To put the FCE report in context, I first note that in his October 12, 1994, psychological evaluation report, Dr. A, stated that claimant’s Wahler Physical Symptoms Inventory score is higher than those of most chronic pain patients and suggests the likelihood of magnification and somatic fixation; that claimant is a poor candidate for elective spinal surgery; and that the likelihood is high that the physician will have difficulty trusting claimant’s subjective reports of pain. Dr. A further reported on November 14, 1994, that there is a significant likelihood that claimant has a Somatization Disorder; that he is “incredibly suggestible and can develop physical symptomatology to include complaints of pain with the subtlest of suggestions”; and that he “demonstrates very poor motivation towards wellness and his symptoms are also maintained by likely motives for secondary gain.”
The December 31, 1998, FCE report states that claimant “says he has no other job in his plans because he is now applying for Social Security and VA benefits for disability.” The report also notes that claimant was observed ambulating without a cane and demonstrating walking 1.3 mph for about 75 feet while walking into the facility for the FCE with no mention of an antalgic gait.
As for the results of the FCE, Dr.
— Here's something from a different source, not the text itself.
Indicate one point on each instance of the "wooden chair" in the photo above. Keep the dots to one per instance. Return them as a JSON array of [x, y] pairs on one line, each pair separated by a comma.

F, the treating doctor, reported on December 7, 1998, that he wants claimant to lose weight, that he wants claimant “to get onto a strict and formal exercise program comprised of walking for about an hour every day,” and that claimant has agreed to do so. Dr. F reported on January 6, 1999, that he reviewed the FCE report with claimant and that “[b]asically he is found to be capable of work classified as sedentary.” Dr. F then goes on to say that in his opinion, claimant “is totally unable to return to any type of gainful employment as substantiated by the most recent FCE [emphasis supplied].” On May 19, 1999, Dr. F wrote as follows: “An FCE in December showed him capable of sedentary work. Although this is a valid test, I’ve felt that he is incapable of returning to any kind of gainful employment and for multiple reasons [emphasis supplied].”
In my opinion, the great weight of the medical evidence establishes that claimant had the ability to work, at least part time, at a sedentary job where he could change positions at will and thus he was obligated to look for such work notwithstanding the difficulty or likelihood of finding such a job. I would further note that Rule 130.102(d)(3) speaks to the inability “to perform any type of work in any capacity” and “total inability to work” and not to such other concepts as “gainful employment” and “employability.” The latter terms may be a part of the standards for other Federal or state disability programs but they are not the standard for supplemental income benefits.